How to control the total memory of ray.serve?

I use ray[serve] as the server and send requests by http . But after sending hours of requests, I found the memory of ray’s actors is increasing continuously (over 90G for 20 actors). How can I control the total memory used by ray ?

Memory usage is increasing linearly.
image

  • OS: MacOS 10.15.7 / Linux Ubuntu 18 LTS
  • Ray version: 1.7.0/1.4.1
  • Python version: 3.7.11
  • Installation:
cat requirements
> ray[serve]==1.7.0
> psutil
> requests

pip install -r requirements

The code for reproduction is as follows. I have tried object_store_memory , but it doesn’t work for ray serve.

import json
import os
import numpy as np
import psutil
import ray
import requests
from ray import serve


@serve.deployment(name="test_qps", route_prefix="/test_qps", ray_actor_options={"num_cpus": 1}, num_replicas=1)
class QpsTest:
    def __init__(self):
        pass

    async def __call__(self, request):
        step_cnt = await request.json()
        state = np.random.randint(0, 255, (1000, 1000), np.uint64)

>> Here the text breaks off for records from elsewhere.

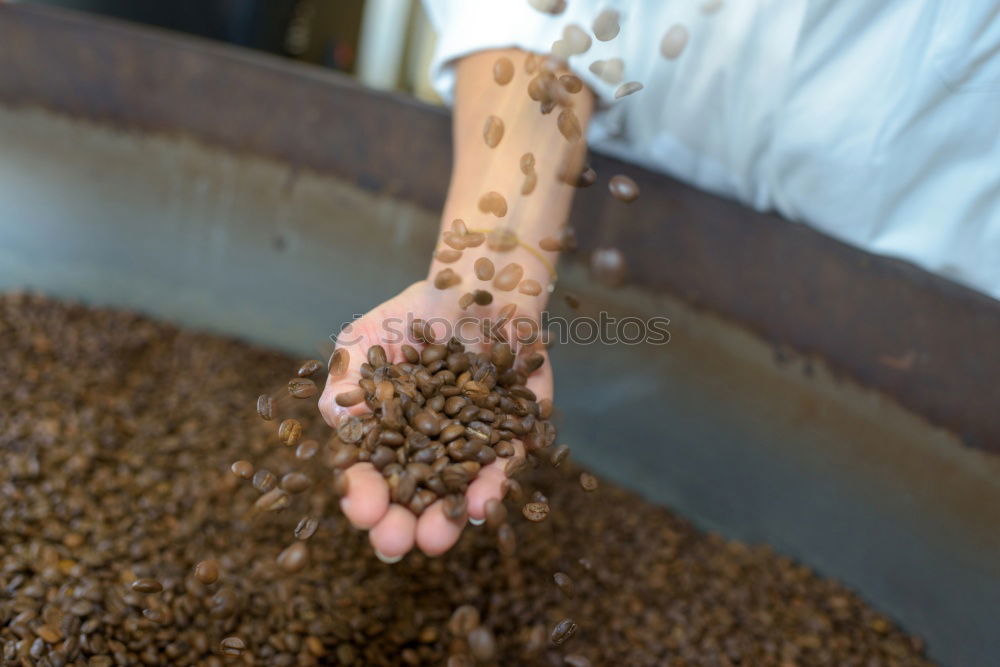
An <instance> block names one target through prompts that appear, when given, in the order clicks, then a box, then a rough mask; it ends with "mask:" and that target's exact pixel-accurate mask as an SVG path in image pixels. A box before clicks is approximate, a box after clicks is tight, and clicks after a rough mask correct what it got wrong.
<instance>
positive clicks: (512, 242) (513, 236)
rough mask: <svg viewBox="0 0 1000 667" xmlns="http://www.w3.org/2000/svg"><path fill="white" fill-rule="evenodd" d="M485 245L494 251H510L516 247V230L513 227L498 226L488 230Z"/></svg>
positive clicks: (499, 251) (502, 251)
mask: <svg viewBox="0 0 1000 667" xmlns="http://www.w3.org/2000/svg"><path fill="white" fill-rule="evenodd" d="M486 245H487V247H489V249H490V250H493V251H495V252H510V251H511V250H513V249H514V248H516V247H517V245H518V241H517V232H515V231H514V230H513V229H505V228H502V227H498V228H497V229H494V230H493V231H491V232H490V234H489V236H488V237H487V239H486Z"/></svg>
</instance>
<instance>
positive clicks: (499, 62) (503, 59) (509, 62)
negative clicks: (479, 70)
mask: <svg viewBox="0 0 1000 667" xmlns="http://www.w3.org/2000/svg"><path fill="white" fill-rule="evenodd" d="M513 78H514V63H512V62H511V61H510V58H505V57H500V58H497V60H496V62H494V63H493V80H494V81H496V82H497V83H498V84H500V85H501V86H506V85H507V84H508V83H510V81H511V79H513Z"/></svg>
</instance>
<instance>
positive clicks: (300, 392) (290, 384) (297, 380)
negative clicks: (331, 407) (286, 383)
mask: <svg viewBox="0 0 1000 667" xmlns="http://www.w3.org/2000/svg"><path fill="white" fill-rule="evenodd" d="M317 391H319V390H318V389H317V388H316V383H315V382H313V381H312V380H310V379H309V378H292V379H291V380H289V381H288V393H289V394H291V395H292V398H311V397H312V396H315V395H316V392H317Z"/></svg>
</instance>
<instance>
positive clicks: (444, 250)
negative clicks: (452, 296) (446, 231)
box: [434, 248, 462, 289]
mask: <svg viewBox="0 0 1000 667" xmlns="http://www.w3.org/2000/svg"><path fill="white" fill-rule="evenodd" d="M434 259H436V260H437V261H439V262H441V263H442V264H453V263H455V262H457V261H458V260H460V259H462V252H461V251H460V250H452V249H451V248H441V249H440V250H438V251H437V252H436V253H434ZM449 270H450V269H449ZM438 275H440V274H438ZM435 284H436V283H435ZM441 289H444V288H441Z"/></svg>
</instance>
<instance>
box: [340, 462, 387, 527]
mask: <svg viewBox="0 0 1000 667" xmlns="http://www.w3.org/2000/svg"><path fill="white" fill-rule="evenodd" d="M344 474H345V475H347V495H346V496H344V497H343V498H341V499H340V509H341V510H342V511H343V512H344V516H346V517H347V519H348V521H350V522H351V525H353V526H354V527H355V528H360V529H362V530H368V529H369V528H371V527H372V526H374V525H375V524H377V523H378V522H379V521H380V520H381V519H382V517H384V516H385V513H386V512H387V511H388V509H389V485H388V484H386V482H385V480H384V479H382V474H381V473H380V472H379V471H377V470H375V466H373V465H372V464H371V463H356V464H354V465H353V466H351V467H350V468H348V469H347V471H346V472H345V473H344Z"/></svg>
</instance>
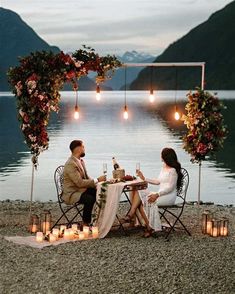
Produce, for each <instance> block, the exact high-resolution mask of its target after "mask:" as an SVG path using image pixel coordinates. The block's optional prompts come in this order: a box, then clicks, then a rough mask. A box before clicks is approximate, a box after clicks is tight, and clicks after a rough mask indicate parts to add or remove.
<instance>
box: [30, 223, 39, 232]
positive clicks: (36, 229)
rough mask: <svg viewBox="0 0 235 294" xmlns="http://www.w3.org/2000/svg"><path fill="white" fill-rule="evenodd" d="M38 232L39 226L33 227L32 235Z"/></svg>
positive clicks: (34, 225) (32, 226) (32, 227)
mask: <svg viewBox="0 0 235 294" xmlns="http://www.w3.org/2000/svg"><path fill="white" fill-rule="evenodd" d="M37 230H38V226H37V225H32V229H31V232H32V233H36V232H37Z"/></svg>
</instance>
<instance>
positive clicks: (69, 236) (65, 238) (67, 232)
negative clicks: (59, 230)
mask: <svg viewBox="0 0 235 294" xmlns="http://www.w3.org/2000/svg"><path fill="white" fill-rule="evenodd" d="M64 239H65V240H70V230H69V229H64Z"/></svg>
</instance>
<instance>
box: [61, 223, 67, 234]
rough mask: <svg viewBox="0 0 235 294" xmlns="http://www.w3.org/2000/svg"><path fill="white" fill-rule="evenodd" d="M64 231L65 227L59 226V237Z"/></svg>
mask: <svg viewBox="0 0 235 294" xmlns="http://www.w3.org/2000/svg"><path fill="white" fill-rule="evenodd" d="M65 229H66V226H65V225H61V226H60V236H62V235H63V233H64V230H65Z"/></svg>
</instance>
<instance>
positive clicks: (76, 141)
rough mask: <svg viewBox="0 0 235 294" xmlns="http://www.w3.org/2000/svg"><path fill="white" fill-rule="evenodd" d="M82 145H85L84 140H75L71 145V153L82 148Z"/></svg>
mask: <svg viewBox="0 0 235 294" xmlns="http://www.w3.org/2000/svg"><path fill="white" fill-rule="evenodd" d="M82 143H83V142H82V140H73V141H72V142H71V143H70V145H69V149H70V150H71V152H73V150H74V149H75V148H76V147H80V146H82Z"/></svg>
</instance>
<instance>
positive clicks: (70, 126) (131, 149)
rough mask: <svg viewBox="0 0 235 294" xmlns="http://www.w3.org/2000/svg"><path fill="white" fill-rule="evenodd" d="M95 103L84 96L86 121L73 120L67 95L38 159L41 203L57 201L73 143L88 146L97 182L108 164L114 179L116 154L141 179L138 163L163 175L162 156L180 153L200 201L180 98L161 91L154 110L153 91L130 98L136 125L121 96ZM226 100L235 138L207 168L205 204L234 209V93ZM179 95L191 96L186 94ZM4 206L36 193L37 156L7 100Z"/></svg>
mask: <svg viewBox="0 0 235 294" xmlns="http://www.w3.org/2000/svg"><path fill="white" fill-rule="evenodd" d="M102 94H103V95H102V100H101V101H100V102H99V103H98V102H97V101H95V97H94V93H92V92H84V93H81V94H80V97H79V99H80V101H79V103H80V106H81V111H82V117H81V120H79V121H75V120H74V119H73V113H72V112H73V107H74V94H73V93H69V92H65V93H63V94H62V95H63V98H62V103H61V111H60V112H59V114H58V115H56V114H53V115H52V117H51V121H50V125H49V135H50V147H49V150H48V151H45V152H44V153H43V154H42V155H40V157H39V164H40V165H39V169H38V171H37V172H36V178H35V193H34V198H35V199H36V200H42V201H44V200H48V199H52V200H55V199H56V194H55V188H54V183H53V172H54V170H55V168H56V167H57V166H58V165H60V164H63V163H64V162H65V161H66V159H67V157H68V156H69V150H68V145H69V143H70V141H71V140H73V139H74V138H81V139H83V140H84V141H85V143H86V149H87V150H86V153H87V156H86V163H87V166H88V170H89V173H90V175H91V176H94V177H95V176H97V175H99V174H101V173H102V163H103V162H107V163H108V168H109V172H108V173H109V175H110V176H111V170H112V166H111V158H112V156H114V155H115V156H116V157H117V159H118V161H119V162H120V164H121V165H122V166H123V167H124V168H125V169H126V172H127V173H129V174H134V172H135V163H136V161H138V162H141V168H142V170H143V171H144V172H145V174H146V175H148V176H157V174H158V172H159V169H160V167H161V161H160V151H161V149H162V148H163V147H165V146H172V147H173V148H175V149H176V151H177V153H178V156H179V159H180V161H181V162H182V165H183V166H184V167H186V168H187V169H188V170H189V173H190V189H189V196H188V198H189V199H190V200H195V199H196V198H197V180H198V166H197V165H193V164H191V162H190V158H189V156H188V154H186V153H185V152H184V151H183V150H182V143H181V141H180V135H181V133H182V131H183V128H182V125H180V124H179V123H176V122H175V121H174V120H173V118H172V110H173V109H174V105H173V103H172V102H171V101H173V97H174V93H172V92H160V93H159V94H158V98H157V99H156V103H155V105H151V106H149V103H148V93H146V92H130V93H128V105H129V108H130V111H131V113H130V120H129V121H128V122H124V121H123V120H122V116H121V115H122V113H121V109H122V106H123V100H124V99H123V93H122V92H106V93H102ZM219 94H220V95H219V96H220V97H221V98H226V100H225V104H226V105H227V110H226V111H225V119H226V123H227V125H228V126H229V131H230V134H229V137H228V139H227V141H226V143H225V148H224V150H223V151H221V152H219V153H218V156H217V159H216V160H215V159H211V160H210V161H208V162H205V163H203V179H206V181H203V182H202V199H203V200H204V201H214V202H216V203H223V204H229V203H233V204H235V154H234V152H233V150H234V147H235V146H234V145H235V140H234V139H235V131H234V129H235V121H234V119H233V114H234V111H235V100H233V99H229V98H235V92H232V91H230V92H229V91H227V92H220V93H219ZM178 97H185V92H179V93H178ZM0 110H1V117H0V200H2V199H7V198H9V199H28V198H29V191H30V175H31V162H30V157H31V156H30V153H29V152H28V149H27V147H26V146H25V144H24V142H23V137H22V134H21V132H20V130H19V125H18V121H17V119H16V110H15V99H14V98H13V97H10V96H6V95H2V96H0Z"/></svg>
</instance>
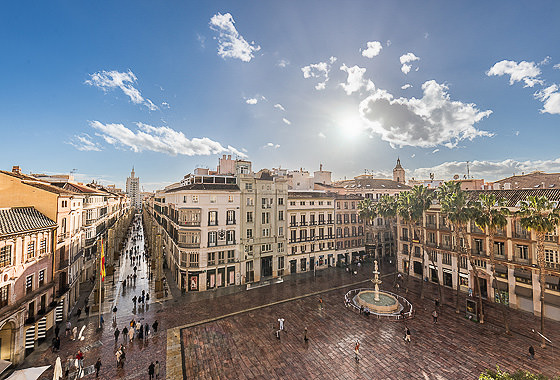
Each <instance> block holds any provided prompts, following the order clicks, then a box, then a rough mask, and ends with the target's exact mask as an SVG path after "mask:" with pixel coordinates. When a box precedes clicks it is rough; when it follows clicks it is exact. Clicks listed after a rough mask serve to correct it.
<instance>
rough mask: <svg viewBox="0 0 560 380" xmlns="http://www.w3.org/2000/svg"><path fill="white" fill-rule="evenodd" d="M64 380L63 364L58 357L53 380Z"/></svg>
mask: <svg viewBox="0 0 560 380" xmlns="http://www.w3.org/2000/svg"><path fill="white" fill-rule="evenodd" d="M59 379H62V363H60V356H57V358H56V363H55V365H54V374H53V380H59Z"/></svg>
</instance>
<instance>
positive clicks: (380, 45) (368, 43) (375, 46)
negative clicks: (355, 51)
mask: <svg viewBox="0 0 560 380" xmlns="http://www.w3.org/2000/svg"><path fill="white" fill-rule="evenodd" d="M381 49H383V46H382V45H381V42H379V41H370V42H368V43H367V48H366V49H365V50H362V56H364V57H366V58H373V57H375V56H377V55H379V53H381Z"/></svg>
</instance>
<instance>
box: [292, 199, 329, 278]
mask: <svg viewBox="0 0 560 380" xmlns="http://www.w3.org/2000/svg"><path fill="white" fill-rule="evenodd" d="M334 215H335V195H334V194H331V193H327V192H324V191H297V190H293V191H289V192H288V227H289V237H288V239H289V240H288V251H287V260H288V265H289V273H300V272H307V271H315V270H318V269H324V268H327V267H329V266H333V265H335V253H336V249H335V219H334V218H335V217H334Z"/></svg>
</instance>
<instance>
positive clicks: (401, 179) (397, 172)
mask: <svg viewBox="0 0 560 380" xmlns="http://www.w3.org/2000/svg"><path fill="white" fill-rule="evenodd" d="M393 181H395V182H398V183H403V184H404V183H405V182H406V180H405V172H404V169H403V167H402V166H401V159H400V158H397V165H396V166H395V168H394V169H393Z"/></svg>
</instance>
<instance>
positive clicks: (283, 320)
mask: <svg viewBox="0 0 560 380" xmlns="http://www.w3.org/2000/svg"><path fill="white" fill-rule="evenodd" d="M278 322H279V324H280V331H284V318H278Z"/></svg>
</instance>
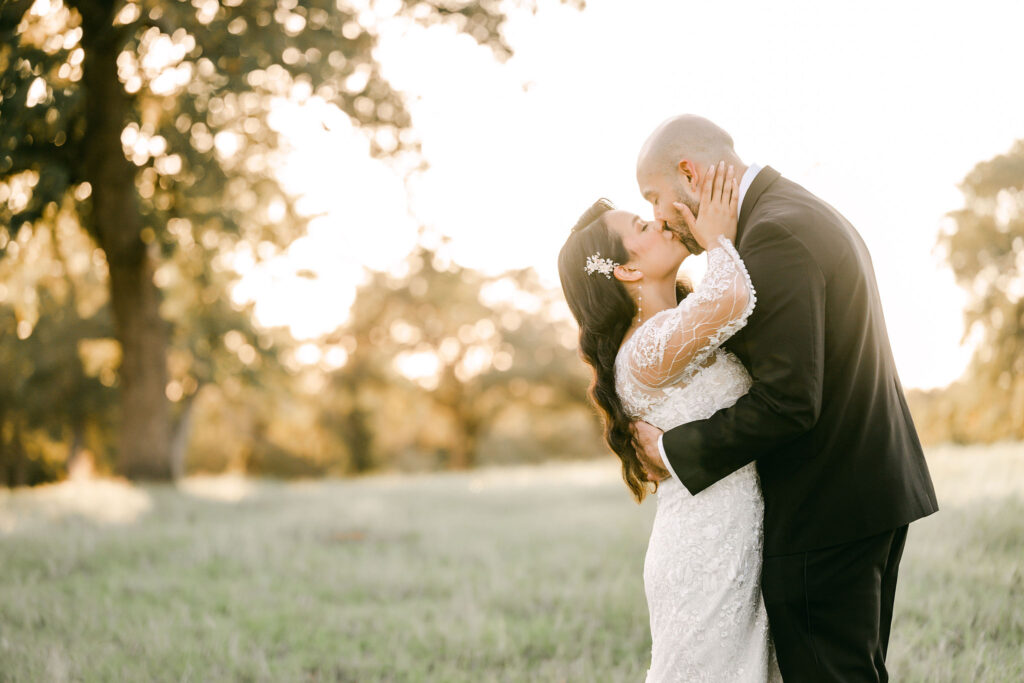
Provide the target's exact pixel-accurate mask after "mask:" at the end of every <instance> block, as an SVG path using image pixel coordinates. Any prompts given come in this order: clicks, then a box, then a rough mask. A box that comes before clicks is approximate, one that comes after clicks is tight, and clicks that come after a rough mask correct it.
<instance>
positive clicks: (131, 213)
mask: <svg viewBox="0 0 1024 683" xmlns="http://www.w3.org/2000/svg"><path fill="white" fill-rule="evenodd" d="M78 4H79V5H80V6H81V9H82V15H83V20H82V29H83V35H82V46H83V48H84V49H85V63H84V69H83V76H82V87H83V90H84V92H85V106H86V130H85V135H84V139H83V155H82V161H81V164H82V166H81V171H82V177H83V178H84V179H85V180H87V181H88V182H89V183H90V185H91V186H92V215H91V217H90V219H89V220H88V221H87V225H88V226H89V228H90V231H91V232H92V233H93V234H94V236H95V238H96V242H97V243H98V244H99V246H100V247H101V248H102V249H103V251H104V252H105V254H106V262H108V264H109V265H110V271H111V278H110V284H111V304H112V308H113V310H114V321H115V325H116V329H117V335H118V339H119V341H120V342H121V352H122V360H121V369H120V382H121V408H122V420H123V422H122V425H121V443H120V454H119V461H120V469H121V472H122V473H123V474H124V475H125V476H127V477H129V478H132V479H169V478H170V477H171V459H170V433H171V429H170V421H169V413H168V400H167V397H166V395H165V393H164V392H165V388H166V386H167V359H166V352H167V336H168V335H167V330H166V327H165V324H164V321H163V319H161V317H160V292H159V290H158V289H157V286H156V285H155V284H154V282H153V274H154V270H155V264H154V258H153V257H152V256H151V255H150V254H148V253H147V251H146V248H145V245H144V244H143V243H142V239H141V231H142V218H141V214H140V212H139V207H138V199H137V196H136V189H135V166H134V165H133V164H132V163H131V162H129V161H128V160H127V159H125V156H124V154H123V152H122V147H121V131H122V130H123V128H124V126H125V124H126V123H127V122H128V121H129V117H130V114H131V101H130V99H129V98H128V95H127V94H126V93H125V90H124V87H123V86H122V84H121V81H120V80H119V79H118V72H117V58H118V52H119V51H120V49H121V42H122V38H121V35H120V32H119V31H118V29H117V28H116V27H114V26H113V18H114V9H115V3H114V2H102V1H100V0H94V1H92V2H86V1H83V2H80V3H78Z"/></svg>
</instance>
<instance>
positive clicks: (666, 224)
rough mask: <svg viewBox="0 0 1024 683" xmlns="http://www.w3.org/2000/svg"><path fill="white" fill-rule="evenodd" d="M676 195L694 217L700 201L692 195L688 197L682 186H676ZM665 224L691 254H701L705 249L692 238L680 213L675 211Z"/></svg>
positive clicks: (696, 241) (693, 216) (697, 208)
mask: <svg viewBox="0 0 1024 683" xmlns="http://www.w3.org/2000/svg"><path fill="white" fill-rule="evenodd" d="M676 197H678V198H679V202H680V203H681V204H685V205H686V207H687V208H688V209H689V210H690V211H691V212H692V213H693V217H694V218H696V216H697V212H698V211H699V210H700V203H699V202H697V201H695V200H694V199H693V198H692V197H689V196H688V195H686V194H685V191H683V190H682V188H680V187H677V188H676ZM666 225H668V226H669V229H670V230H672V231H673V232H674V233H675V234H676V237H678V238H679V241H680V242H682V243H683V246H685V247H686V249H688V250H689V252H690V253H691V254H693V255H697V254H702V253H703V251H705V249H703V247H701V246H700V244H699V243H698V242H697V241H696V240H695V239H694V238H693V233H692V232H690V228H689V227H687V225H686V221H685V220H683V216H682V214H680V213H679V212H678V211H676V212H675V215H674V216H673V220H671V221H667V222H666Z"/></svg>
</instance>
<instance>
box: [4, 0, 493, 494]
mask: <svg viewBox="0 0 1024 683" xmlns="http://www.w3.org/2000/svg"><path fill="white" fill-rule="evenodd" d="M395 11H396V12H397V13H399V14H402V15H406V16H412V17H414V18H416V19H417V20H419V22H422V23H424V24H433V23H437V22H451V23H455V24H456V26H458V27H459V29H461V30H462V31H463V32H465V33H467V34H469V35H470V36H472V37H473V38H474V39H476V40H477V41H478V42H479V43H481V44H484V45H488V46H490V47H492V48H493V49H494V50H495V52H496V53H497V54H498V55H500V56H502V55H507V54H508V53H509V47H508V45H507V44H506V43H505V41H504V39H503V37H502V35H501V33H500V28H501V26H502V23H503V22H504V18H505V16H504V14H503V13H502V12H501V11H500V10H499V9H498V6H497V3H495V2H492V1H490V0H474V1H470V2H465V1H459V0H456V1H455V2H452V1H445V0H400V2H399V3H397V5H396V7H395ZM0 37H2V47H0V125H2V131H0V187H3V188H5V189H4V190H3V191H4V193H5V194H6V195H7V196H8V199H7V202H6V203H4V204H2V205H0V223H2V224H3V225H4V226H3V227H0V250H2V249H3V245H5V244H6V243H7V242H8V241H9V239H10V234H9V233H8V232H9V231H10V230H13V231H15V232H16V230H18V229H19V228H20V227H22V226H23V225H26V224H29V225H31V224H33V223H34V222H35V221H37V220H39V219H40V217H41V216H42V215H43V213H44V211H45V210H46V208H47V207H49V206H53V205H59V204H60V203H61V202H63V201H66V200H67V199H68V198H74V201H75V202H76V207H77V211H78V217H79V220H80V222H81V224H82V225H83V227H84V228H85V229H86V230H87V231H88V233H89V234H90V236H92V238H93V239H94V240H95V242H96V244H97V245H98V246H99V248H100V249H101V250H102V252H103V253H104V255H105V261H106V264H108V266H109V270H110V278H109V287H110V303H111V309H112V312H113V319H114V328H115V331H116V336H117V339H118V341H119V342H120V346H121V365H120V368H119V384H120V392H121V397H120V402H121V439H120V455H119V459H120V469H121V470H122V472H123V473H124V474H126V475H128V476H129V477H133V478H153V479H163V478H168V477H170V476H171V474H172V457H171V441H172V438H171V436H172V425H171V416H170V409H169V404H168V403H169V399H168V396H167V393H168V386H169V377H168V369H167V362H166V358H167V350H168V343H169V339H170V338H171V337H172V335H173V331H172V330H169V327H170V328H173V325H174V322H173V321H167V319H166V318H165V317H164V316H163V315H162V314H161V301H162V296H163V294H162V291H161V288H160V285H159V284H158V283H155V275H156V274H157V272H158V268H159V266H160V264H161V263H162V261H163V259H165V258H167V257H168V256H169V255H171V254H172V253H174V252H175V251H176V250H179V249H182V248H184V247H183V243H188V244H200V245H203V246H205V247H207V248H208V249H211V250H216V251H218V252H221V253H223V252H230V251H231V250H233V249H236V248H237V247H238V246H239V244H240V243H242V242H247V243H249V244H253V245H260V246H261V247H265V248H263V249H260V250H258V251H259V253H261V254H265V255H266V256H270V255H272V254H273V252H275V251H278V250H280V249H281V248H282V247H283V246H284V245H287V244H289V243H290V242H291V241H292V240H293V239H294V238H295V237H297V236H298V234H299V233H300V232H301V230H302V228H303V226H304V221H303V220H302V218H301V217H300V216H298V215H297V214H296V212H295V211H294V209H293V202H292V201H291V198H289V197H287V196H286V195H285V194H284V193H283V191H282V189H281V187H280V186H279V184H278V182H276V180H275V178H274V176H273V173H272V169H273V166H274V162H275V155H278V154H279V153H278V150H279V148H280V144H279V139H278V136H276V133H275V132H274V130H273V129H272V127H271V126H269V125H268V116H269V113H270V112H271V110H272V106H273V101H274V98H279V97H294V98H303V97H309V96H316V97H321V98H323V99H325V100H327V101H329V102H332V103H333V104H335V105H336V106H338V108H339V109H340V110H341V111H343V112H344V113H345V114H347V115H348V116H349V117H350V118H351V120H352V121H353V122H354V123H355V124H356V125H358V126H361V127H362V128H364V129H366V130H368V131H370V132H371V133H372V142H373V144H372V148H373V152H374V154H378V155H397V154H404V153H415V152H416V146H415V142H414V141H412V139H411V138H410V137H409V136H408V135H404V134H403V131H406V130H408V129H409V127H410V124H411V122H410V118H409V115H408V113H407V112H406V109H404V106H403V103H402V99H401V97H400V96H399V94H398V93H396V92H395V91H393V90H392V89H391V88H390V86H389V85H388V83H387V82H386V81H385V80H384V79H383V77H382V76H381V73H380V69H379V67H378V65H377V63H376V62H375V60H374V56H373V48H374V46H375V43H376V37H375V34H374V32H373V29H372V28H371V27H369V26H367V25H366V24H365V23H364V22H362V14H361V13H360V12H359V11H358V10H357V9H355V8H354V7H353V6H349V5H348V3H347V2H344V1H343V0H308V1H305V2H302V3H301V4H300V3H299V2H298V0H247V1H245V2H243V0H193V1H191V2H184V1H182V0H179V1H170V0H137V1H135V0H11V1H9V2H7V3H6V4H4V5H3V7H2V9H0ZM15 190H16V191H15ZM11 198H16V201H14V202H12V201H11ZM172 220H180V221H183V222H181V223H179V224H178V227H179V229H178V230H170V229H168V225H169V224H170V223H171V221H172ZM185 233H187V234H185ZM0 255H2V251H0Z"/></svg>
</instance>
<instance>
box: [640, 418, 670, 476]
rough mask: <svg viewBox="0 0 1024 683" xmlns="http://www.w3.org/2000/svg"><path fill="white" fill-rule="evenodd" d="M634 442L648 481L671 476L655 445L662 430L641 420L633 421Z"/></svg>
mask: <svg viewBox="0 0 1024 683" xmlns="http://www.w3.org/2000/svg"><path fill="white" fill-rule="evenodd" d="M633 435H634V439H633V440H634V442H635V445H636V450H637V457H638V458H639V459H640V464H641V465H643V469H644V471H645V472H646V473H647V479H648V480H649V481H662V480H663V479H668V478H669V477H670V476H672V475H671V474H670V473H669V470H668V469H666V467H665V461H663V460H662V453H660V451H659V450H658V447H657V439H658V438H660V436H662V430H660V429H658V428H657V427H655V426H653V425H650V424H648V423H646V422H643V421H642V420H638V421H637V422H634V423H633Z"/></svg>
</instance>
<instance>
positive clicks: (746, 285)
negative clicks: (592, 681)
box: [615, 238, 781, 683]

        process = psutil.Process(os.getpid())
        proc_mem = process.memory_info().rss / (1024 ** 2)
        print(f'actor_pid={process.pid} \t mem={proc_mem:6.1f} MB.')
        return state


if __name__ == '__main__':
    ray.init(num_cpus=1, dashboard_host="0.0.0.0", object_store_memory=150_000_000)

    client = serve.start(http_options={"host": "0.0.0.0"})
    QpsTest.deploy()

    step_no = 5000000

    step_cnt = 0
    url = "http://127.0.0.1:8000/test_qps"
    while step_cnt < step_no:
        req = requests.post(url, data=json.dumps(step_cnt))
        step_cnt += 1
        process = psutil.Process(os.getpid())
        proc_mem = process.memory_info().rss / (1024 ** 2)
        print(f'main_pid={process.pid} \t mem={proc_mem:6.1f} MB.')
        print('-' * 30)
1 Like

Hi @Rong thanks for posting. I created a tracking issue here and I’m looking into it. [Bug] Serve memory grow unbounded after hours of requests. · Issue #19891 · ray-project/ray · GitHub

1 Like

Thank you simon-mo, I will trace the issue and discuss more on that.

We found the memory leaking is not due to ray, but the third-party package pytorch_forecasting. The relative Github issue is Memory leak in TimeSeriesDataSet · Issue #648 · jdb78/pytorch-forecasting · GitHub

Thanks. ray-serve works very well on Debian.